Il est vrai que la sodomie parait obligatoire de nos jour dans la plupart des fisms pornographiques comme beaucoup de chose que l’on voit, il n’ y a pas que cela que nous voyons dans un film pornographique et pourtant, nous n’ en parlons pas plus…
Je pense que la sodomie n’ est pas bien vue car justement, elle a été montrer du doigt comme quelque chose de salle, et je ne suis pas sur qu’elle soit aussi salle que le reste….
Mais qu’est ce que c’est bon……..
Tout est bon dans le cul dans la limite on on le donne, ou on le recoit avec envie, et sans préjugés……….
On vit trop souvent avec des barrieres qui nous empechent de s’épannouir……
Et je trouve que c’est bien dommage, évoluons avec son temps….et arretons …..
Bonjour
Tout ce qui est là dans cet article est vrai.
Les gens peuvent pratiquer ce qu’ils veulent, du moment que les deux partenaires sont entièrement d’accord.
Pour ma part, la sodomie je l’ai pratiqué et c’est pas ce que je préfère, car trop de douleur et pas vraiment conssenti.
Voici un article sur la sodo qui est très intéressant. Même si je ne suis pas tout à fait d’accord avec l’idée de pur rapport de soumission, mais bon…
Pour des sexologues je les trouve bien partial et arrété dans leurs propos et il y a aussi des femmes qui adorent sa (bien fait évidament) , pour ma par,, ma copine adore ça et ça lui procure énormément de plaisir mais un plaisir intense et un peu frustrant vue la vitesse a laquelle elle succombe a ce plaisir (ce sont ses mots).
ouh le cul de la miss en photo, je la sodomiserait bien moi!!
mon ex adorai ça mais ce n’était pas régulier, mais lorsqu’elle le désirait, c’était le + souvent par derrière et en lui demandant de lui caresser le clitoris . le résultat était garanti car elle joussai a tous les coups et moi aussi d’ailleur
Bonjour,
Je m’appelle Anne-Flore, alors moi j’aime beaucoup la sodomie, je la pratique d’ailleurs avec mon ami depuis plusieurs années et je pratique l’échangisme, aussi ceux qui veulent essayer peuvent me contacter au [numéro de téléphone supprimé].
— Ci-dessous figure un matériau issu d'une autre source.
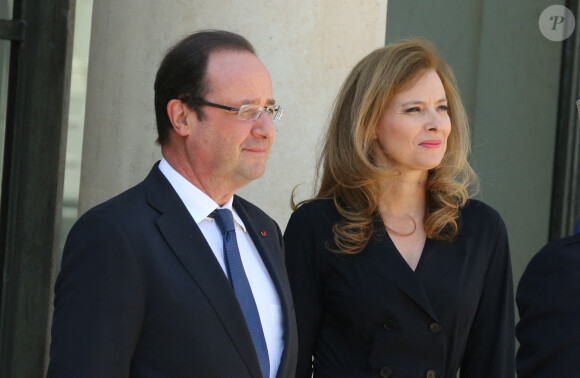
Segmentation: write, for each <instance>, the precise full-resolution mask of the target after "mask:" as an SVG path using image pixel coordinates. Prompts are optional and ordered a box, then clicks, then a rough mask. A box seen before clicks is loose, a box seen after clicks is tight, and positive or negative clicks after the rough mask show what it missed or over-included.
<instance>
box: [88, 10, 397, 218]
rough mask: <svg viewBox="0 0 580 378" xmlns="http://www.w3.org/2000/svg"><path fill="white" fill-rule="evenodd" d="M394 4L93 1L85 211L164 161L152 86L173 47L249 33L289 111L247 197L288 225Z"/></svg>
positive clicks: (244, 195) (246, 187)
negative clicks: (208, 33) (339, 88)
mask: <svg viewBox="0 0 580 378" xmlns="http://www.w3.org/2000/svg"><path fill="white" fill-rule="evenodd" d="M386 12H387V1H386V0H365V1H348V2H338V1H335V0H318V1H313V0H296V1H291V2H290V1H282V0H272V1H267V0H252V1H243V2H242V1H234V0H230V1H225V0H224V1H219V2H218V1H213V0H211V1H210V0H197V1H177V0H172V1H164V2H160V1H155V0H147V1H142V0H141V1H138V0H124V1H117V0H100V1H96V2H95V3H94V9H93V21H92V35H91V49H90V60H89V73H88V88H87V105H86V119H85V131H84V143H83V160H82V174H81V190H80V200H79V201H80V204H79V209H80V213H82V212H84V211H86V210H87V209H88V208H90V207H92V206H94V205H95V204H97V203H100V202H102V201H104V200H106V199H108V198H110V197H112V196H114V195H115V194H117V193H120V192H121V191H123V190H124V189H127V188H129V187H131V186H133V185H134V184H136V183H138V182H139V181H141V180H142V179H143V178H144V177H145V176H146V174H147V173H148V172H149V170H150V169H151V166H152V164H153V163H154V162H155V161H157V160H159V158H160V156H161V153H160V149H159V147H158V146H157V145H155V143H154V141H155V139H156V129H155V116H154V108H153V82H154V77H155V73H156V70H157V67H158V64H159V62H160V60H161V58H162V56H163V54H164V52H165V51H166V50H167V48H168V47H169V46H170V45H172V44H173V43H175V42H176V41H178V40H179V39H181V38H182V37H184V36H185V35H187V34H189V33H191V32H193V31H195V30H199V29H205V28H215V29H226V30H229V31H233V32H237V33H240V34H242V35H243V36H245V37H246V38H247V39H248V40H249V41H250V42H251V43H252V44H253V45H254V47H255V48H256V50H257V55H258V56H259V57H260V58H261V59H262V60H263V61H264V63H265V64H266V66H267V67H268V68H269V70H270V73H271V76H272V80H273V85H274V96H275V98H276V102H277V103H279V104H283V105H285V106H286V113H285V116H284V119H283V120H282V121H281V122H278V123H277V124H276V132H277V134H276V138H275V141H274V147H273V150H272V154H271V158H270V161H269V163H268V166H267V170H266V174H265V175H264V176H263V177H262V178H260V179H258V180H256V181H255V182H253V183H251V184H250V185H249V186H248V187H246V188H244V189H242V190H241V191H240V194H241V195H242V196H243V197H245V198H246V199H248V200H250V201H251V202H253V203H255V204H256V205H258V206H260V207H261V208H262V209H264V210H265V211H266V212H267V213H269V214H270V215H271V216H272V217H273V218H274V219H276V220H277V221H278V222H279V223H280V227H281V228H282V229H284V227H285V225H286V222H287V220H288V218H289V216H290V213H291V209H290V206H289V199H290V193H291V191H292V189H293V188H294V187H295V186H296V185H298V184H302V185H301V187H300V189H299V191H298V193H299V196H300V197H302V198H304V197H306V196H308V195H310V194H311V192H312V191H311V190H312V185H313V182H312V180H313V176H314V170H315V151H316V145H317V141H318V140H319V137H320V135H321V132H322V130H323V127H324V126H325V123H326V121H327V114H328V111H329V109H330V106H331V103H332V101H333V100H334V96H335V95H336V93H337V91H338V88H339V86H340V84H341V83H342V81H343V79H344V78H345V77H346V75H347V73H348V71H349V70H350V69H351V68H352V67H353V66H354V64H355V63H356V62H357V61H358V60H360V59H361V58H362V57H363V56H364V55H366V54H367V53H369V52H370V51H371V50H373V49H375V48H377V47H380V46H383V45H384V36H385V27H386Z"/></svg>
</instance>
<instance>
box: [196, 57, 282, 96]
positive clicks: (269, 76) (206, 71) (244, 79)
mask: <svg viewBox="0 0 580 378" xmlns="http://www.w3.org/2000/svg"><path fill="white" fill-rule="evenodd" d="M206 80H207V84H208V93H214V92H218V93H220V94H223V95H232V96H236V97H240V96H241V97H243V98H244V99H245V100H248V101H249V102H247V103H253V102H254V101H251V100H257V101H258V102H259V101H262V100H270V99H273V95H272V81H271V79H270V74H269V72H268V70H267V69H266V66H265V65H264V63H262V62H261V61H260V59H258V58H257V57H256V56H255V55H254V54H252V53H251V52H248V51H238V50H219V51H216V52H213V53H212V54H211V55H210V57H209V60H208V66H207V71H206ZM237 100H240V101H241V98H238V99H237ZM250 101H251V102H250Z"/></svg>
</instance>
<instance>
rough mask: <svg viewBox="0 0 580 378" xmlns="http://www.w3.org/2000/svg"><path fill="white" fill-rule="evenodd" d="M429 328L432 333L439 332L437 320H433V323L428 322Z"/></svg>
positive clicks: (438, 324) (440, 328)
mask: <svg viewBox="0 0 580 378" xmlns="http://www.w3.org/2000/svg"><path fill="white" fill-rule="evenodd" d="M429 329H430V330H431V332H433V333H439V332H441V326H440V325H439V323H437V322H433V323H431V324H429Z"/></svg>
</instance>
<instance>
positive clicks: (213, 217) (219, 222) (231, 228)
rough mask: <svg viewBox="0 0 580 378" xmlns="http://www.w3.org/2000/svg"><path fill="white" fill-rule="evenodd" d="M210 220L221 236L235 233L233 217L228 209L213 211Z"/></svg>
mask: <svg viewBox="0 0 580 378" xmlns="http://www.w3.org/2000/svg"><path fill="white" fill-rule="evenodd" d="M209 217H210V218H213V219H214V220H215V221H216V223H217V225H218V227H219V228H220V231H221V232H222V234H224V235H225V234H226V233H228V232H235V230H236V229H235V228H234V216H233V214H232V212H231V210H229V209H215V210H214V211H213V212H212V213H211V214H210V215H209Z"/></svg>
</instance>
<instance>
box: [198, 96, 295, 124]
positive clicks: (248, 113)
mask: <svg viewBox="0 0 580 378" xmlns="http://www.w3.org/2000/svg"><path fill="white" fill-rule="evenodd" d="M201 103H202V104H203V105H207V106H212V107H214V108H218V109H224V110H227V111H230V112H238V119H241V120H244V121H254V120H256V119H258V117H260V114H262V111H266V115H268V116H269V117H270V118H271V119H272V121H278V120H279V119H280V118H282V115H284V107H283V106H282V105H270V106H266V107H262V106H260V105H253V104H250V105H242V106H240V107H239V108H232V107H231V106H225V105H220V104H214V103H213V102H209V101H205V100H202V102H201Z"/></svg>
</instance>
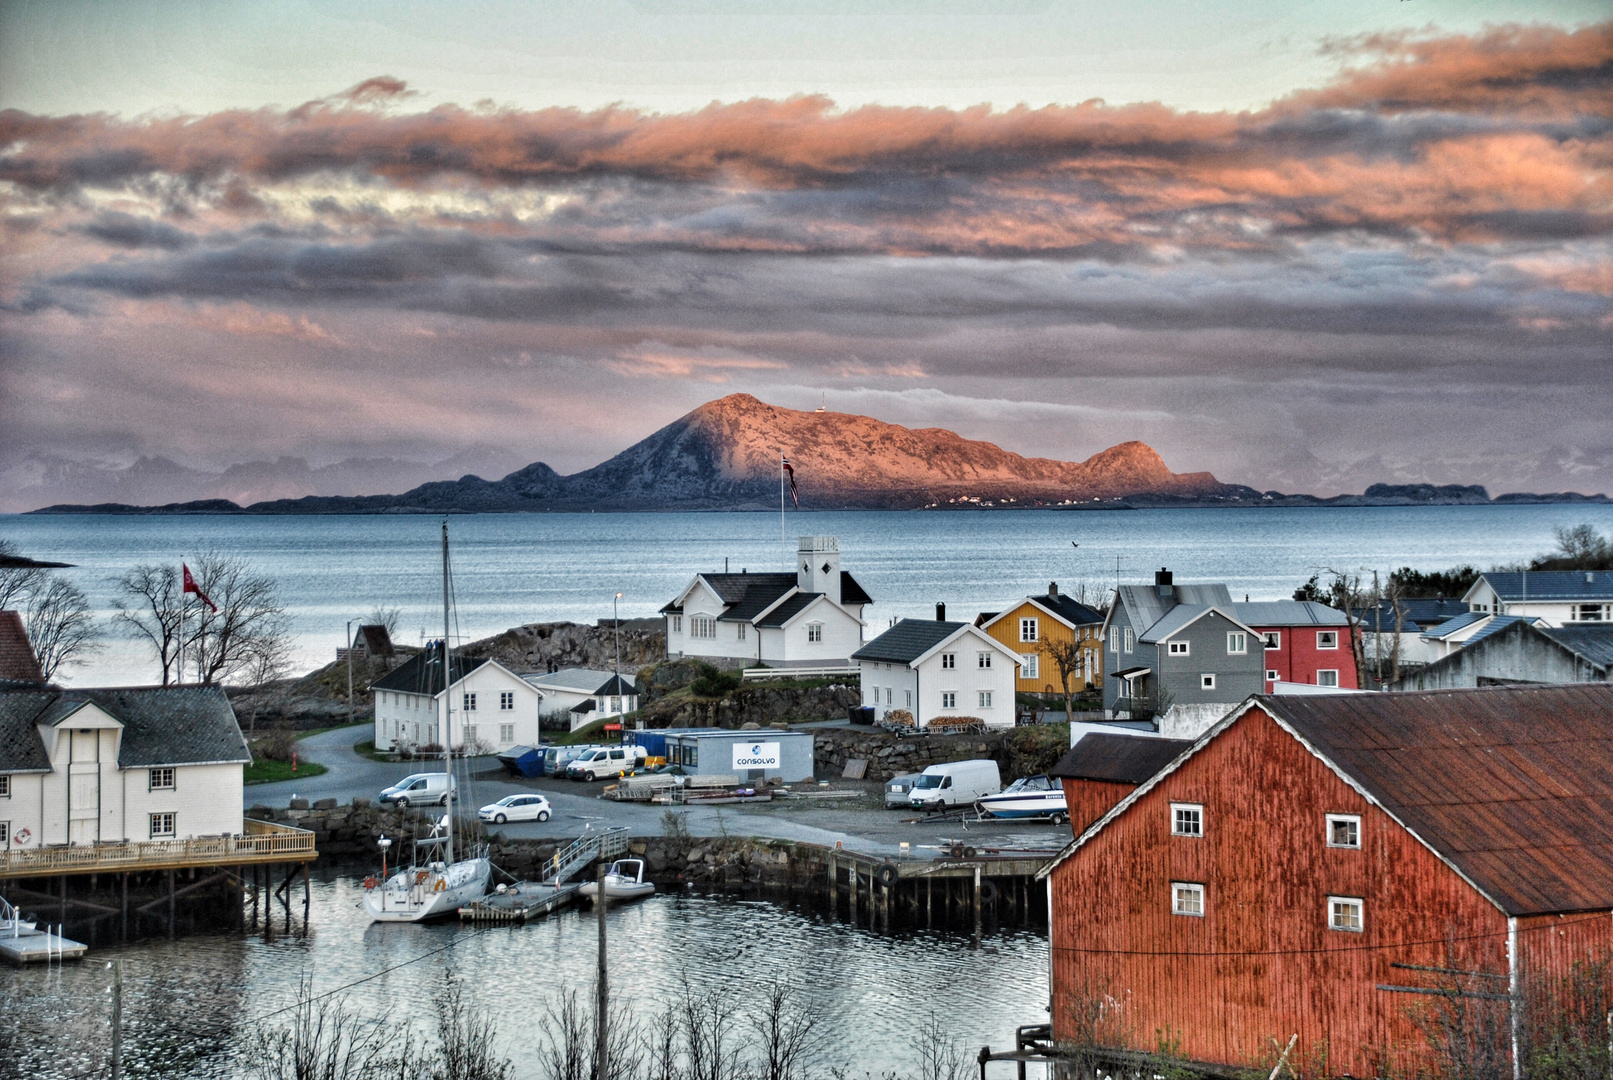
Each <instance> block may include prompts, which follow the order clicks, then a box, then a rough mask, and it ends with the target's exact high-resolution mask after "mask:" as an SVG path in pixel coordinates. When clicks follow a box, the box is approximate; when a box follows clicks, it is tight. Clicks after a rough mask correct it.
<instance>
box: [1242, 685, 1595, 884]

Excellent article je vous remercie pour cet article ainsi que tous les autre qui sont magnifiquement rédigé
personnellement ça ne me tente pas…
ouae sa méxite sa vous éte trop bo vous voulé coucher avec moi?
putain vien je te montre mon strigue!!!!
je téme déja!!!!!!
ve tu coucher avec moi?
je suis acro o sexe comme sa ont fera bocou
d’enfant!!!!!!!!!!!!!!
envoi moi un truc pour voir ton avis!!!!!!!!
jé envi de coucher avec toi!!!!!!!!!!!!!
trop envi!!!!!!!!!!!
Bonjour !…
Je suis un homme, j’aimerais intervenir dans la discution sur la sodomie, car on parle de femme sodomisée; pourquoi pas sur les hommes sodomisés par leurs femmes .
Je suis un débutant, car j’incite ma femme a me sodomiser cependant nous en sommes au stade de la pénétration avec les doigts.
J’aimerais connaitre l’expérience de femmes sodomisatrice avec leurs mecs, savoir le plaisir qu’elle en tire, et comment elles ont sauté le pas.
merci de vos réponses
etalons
Lorsque nous faisons l’amour, nouq terminons touours par une sodomie. C’est ma femme qui me demande de l’enculer pendant qu’elle se masturbe. Nous joussons tujours ensemble, surtout lorsque je sens ses contraction d’orgasme.